Über ein anderes bekanntes Beispiel hatten wir in der Vergangenheit ebenfalls berichtet: Trastuzumab, bei dem sich 13 Jahre nach Zulassung herausstellte, dass eine Behandlungsdauer von 6 (anstelle von 12 Monaten, dem Standard bis dahin) genauso effektiv hinsichtlich des krankheitsfreien Überlebens ist und die Rate schwerer kardialer Nebenwirkungen halbiert.
Fragen, die schwer im Magen liegen
Die benötigte Dosis und somit die Nebenwirkungen und Kosten ließen sich noch über einen weiteren Ansatz senken, ohne dass die Wirksamkeit leidet.
Ihr Arzt verschreibt Ihnen ein Medikament und der Apotheker weist darauf hin, dass es unbedingt auf nüchternen Magen zu nehmen ist. Was denken Sie, würde passieren, wenn Sie es mit einer Mahlzeit zusammen einnehmen? Eine solche Testfrage stellt Prof. Mark J. Ratain oft. Er ist Onkologe und Pharmakologe an der Universität Chicago sowie Leiter des Zentrums für personalisierte Therapien. Die richtige Antwort hört er selten: Sie können an einer Überdosierung sterben.3
Während noch eine Dekade zuvor die Mehrheit der Tumortherapien für eine Einnahme zu den Mahlzeiten zugelassen war4, werden modernere, orale Krebsmedikamente regelhaft auf leeren Magen verabreicht, beispielsweise Nilotinib, eine hocheffektive CML-Therapie. Laut Black-box-Warnung darf zwei Stunden vor und eine Stunde nach jeder Dosis nichts gegessen werden. Eine fettreiche Mahlzeit treibt den aktiven Bestandteil des Medikamentes im Blut in die Höhe und kann eine tödliche Überdosis verursachen. Ratain hält das Dosierungsschema für praxisfern, denn die meisten Patienten müssen es über Jahre hinweg zweimal täglich einnehmen.
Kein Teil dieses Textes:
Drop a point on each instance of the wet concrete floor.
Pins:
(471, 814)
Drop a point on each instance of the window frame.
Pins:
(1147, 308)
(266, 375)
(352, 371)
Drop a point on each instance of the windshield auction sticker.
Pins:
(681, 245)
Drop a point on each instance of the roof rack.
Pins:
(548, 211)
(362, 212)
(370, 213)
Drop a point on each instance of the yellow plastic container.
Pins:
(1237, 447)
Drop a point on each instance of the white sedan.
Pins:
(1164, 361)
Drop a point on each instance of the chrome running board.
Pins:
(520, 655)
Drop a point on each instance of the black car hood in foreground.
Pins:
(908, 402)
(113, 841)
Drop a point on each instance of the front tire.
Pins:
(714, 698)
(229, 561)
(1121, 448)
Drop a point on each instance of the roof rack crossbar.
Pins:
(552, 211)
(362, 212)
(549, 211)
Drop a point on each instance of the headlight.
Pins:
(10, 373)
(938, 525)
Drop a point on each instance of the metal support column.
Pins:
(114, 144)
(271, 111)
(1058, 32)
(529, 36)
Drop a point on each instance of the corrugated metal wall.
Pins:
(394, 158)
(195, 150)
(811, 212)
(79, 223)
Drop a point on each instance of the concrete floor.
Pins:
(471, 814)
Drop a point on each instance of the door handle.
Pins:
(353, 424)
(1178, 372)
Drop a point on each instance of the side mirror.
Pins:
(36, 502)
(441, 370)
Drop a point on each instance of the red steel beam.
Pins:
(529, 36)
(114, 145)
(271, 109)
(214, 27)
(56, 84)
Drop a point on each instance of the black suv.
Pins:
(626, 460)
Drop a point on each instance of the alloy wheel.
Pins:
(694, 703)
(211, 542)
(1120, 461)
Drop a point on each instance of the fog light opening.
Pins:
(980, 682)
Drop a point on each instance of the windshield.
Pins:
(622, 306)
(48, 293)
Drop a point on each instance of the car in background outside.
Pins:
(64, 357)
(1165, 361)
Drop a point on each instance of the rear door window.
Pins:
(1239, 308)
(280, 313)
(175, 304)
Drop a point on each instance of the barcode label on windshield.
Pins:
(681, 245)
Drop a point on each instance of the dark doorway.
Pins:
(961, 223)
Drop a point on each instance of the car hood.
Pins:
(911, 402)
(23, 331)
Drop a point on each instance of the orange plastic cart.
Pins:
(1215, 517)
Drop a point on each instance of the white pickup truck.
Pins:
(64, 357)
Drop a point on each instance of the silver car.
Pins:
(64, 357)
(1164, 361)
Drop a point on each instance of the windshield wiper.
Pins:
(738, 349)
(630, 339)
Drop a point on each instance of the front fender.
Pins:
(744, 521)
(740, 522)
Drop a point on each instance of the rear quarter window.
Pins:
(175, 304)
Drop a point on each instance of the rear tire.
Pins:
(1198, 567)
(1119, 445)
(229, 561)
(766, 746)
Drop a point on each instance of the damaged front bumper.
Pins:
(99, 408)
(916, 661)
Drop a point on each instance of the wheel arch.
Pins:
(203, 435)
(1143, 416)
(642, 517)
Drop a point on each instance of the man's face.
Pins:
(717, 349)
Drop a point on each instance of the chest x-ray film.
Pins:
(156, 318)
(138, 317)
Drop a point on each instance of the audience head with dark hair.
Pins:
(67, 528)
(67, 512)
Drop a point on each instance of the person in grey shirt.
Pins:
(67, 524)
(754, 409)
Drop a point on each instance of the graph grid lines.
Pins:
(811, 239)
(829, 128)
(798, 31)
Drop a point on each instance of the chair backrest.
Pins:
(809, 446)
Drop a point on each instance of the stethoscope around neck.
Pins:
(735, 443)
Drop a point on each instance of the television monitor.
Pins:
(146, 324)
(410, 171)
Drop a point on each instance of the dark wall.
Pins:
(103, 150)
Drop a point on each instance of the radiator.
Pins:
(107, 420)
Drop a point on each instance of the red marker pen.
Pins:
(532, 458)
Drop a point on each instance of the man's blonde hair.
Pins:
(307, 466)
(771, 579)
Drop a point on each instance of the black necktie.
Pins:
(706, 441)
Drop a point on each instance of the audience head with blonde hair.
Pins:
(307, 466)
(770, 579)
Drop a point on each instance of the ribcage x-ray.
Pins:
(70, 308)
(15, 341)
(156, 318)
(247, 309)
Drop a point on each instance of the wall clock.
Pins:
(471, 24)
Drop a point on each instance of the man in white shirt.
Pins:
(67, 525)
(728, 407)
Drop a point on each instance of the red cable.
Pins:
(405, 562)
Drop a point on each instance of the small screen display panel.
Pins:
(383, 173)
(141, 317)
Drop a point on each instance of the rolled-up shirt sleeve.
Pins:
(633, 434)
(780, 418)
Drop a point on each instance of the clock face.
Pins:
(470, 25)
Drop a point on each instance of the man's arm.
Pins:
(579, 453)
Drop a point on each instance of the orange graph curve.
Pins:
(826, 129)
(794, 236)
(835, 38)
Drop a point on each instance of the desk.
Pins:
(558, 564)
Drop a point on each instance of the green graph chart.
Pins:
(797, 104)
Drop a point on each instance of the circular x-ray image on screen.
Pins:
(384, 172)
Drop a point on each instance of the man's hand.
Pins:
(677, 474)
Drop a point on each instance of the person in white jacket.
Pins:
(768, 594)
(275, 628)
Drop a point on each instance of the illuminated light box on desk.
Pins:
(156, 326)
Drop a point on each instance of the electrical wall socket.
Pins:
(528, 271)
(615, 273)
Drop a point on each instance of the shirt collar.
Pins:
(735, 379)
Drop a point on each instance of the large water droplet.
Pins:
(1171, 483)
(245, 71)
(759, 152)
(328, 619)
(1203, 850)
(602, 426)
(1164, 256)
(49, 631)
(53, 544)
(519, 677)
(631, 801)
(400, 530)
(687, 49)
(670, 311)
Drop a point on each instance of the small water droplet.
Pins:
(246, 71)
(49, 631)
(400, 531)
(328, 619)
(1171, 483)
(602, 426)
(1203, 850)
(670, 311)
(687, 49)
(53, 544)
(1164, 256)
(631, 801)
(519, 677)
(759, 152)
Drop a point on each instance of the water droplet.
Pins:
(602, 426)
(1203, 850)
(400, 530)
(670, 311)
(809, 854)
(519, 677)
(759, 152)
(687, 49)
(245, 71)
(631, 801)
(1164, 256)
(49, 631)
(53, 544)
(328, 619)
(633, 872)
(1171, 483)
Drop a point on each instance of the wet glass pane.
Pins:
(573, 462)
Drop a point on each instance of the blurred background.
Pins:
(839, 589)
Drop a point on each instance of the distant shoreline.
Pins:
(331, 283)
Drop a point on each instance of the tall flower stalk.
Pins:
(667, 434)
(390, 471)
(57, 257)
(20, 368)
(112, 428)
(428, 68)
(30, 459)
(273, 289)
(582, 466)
Es gibt Daten, die dafür sprechen, dass niedrigere Dosierungen, teils mit gleichzeitiger Einnahme einer Mahlzeit, eine genauso effektive, aber kosten- und nebenwirkungsärmere Option darstellen könnten.
Im 2. Teil werden wir kommende Woche mit weiteren Stimmen zum Thema sowie einigen Beispielen hierzu fortsetzen.
Referenzen:
1. Shah, M., Rahman, A., Theoret, M. R. & Pazdur, R. The Drug-Dosing Conundrum in Oncology — When Less Is More. New England Journal of Medicine 385, 1445–1447 (2021).
2. FDA Perspective on Drug-Dosing in Oncology: From ‘More Is Better’ to ‘Less Can Be More’. https://ascopost.com/news/october-2021/fda-perspective-on-drug-dosing-in-oncology-from-more-is-better-to-less-can-be-more/.
3. Experts Push for New Cancer Drug Dosing Recommendations. Undark Magazine https://undark.org/2020/12/09/cancer-drugs-less-might-be-more/ (2020).
4. Kang, S. P. & Ratain, M. J. Inconsistent labeling of food effect for oral agents across therapeutic areas: differences between oncology and non-oncology products. Clin Cancer Res 16, 4446–4451 (2010).
5. Ratain, M. J. & Cohen, E. E. The Value Meal: How to Save $1,700 Per Month or More on Lapatinib. JCO 25, 3397–3398 (2007).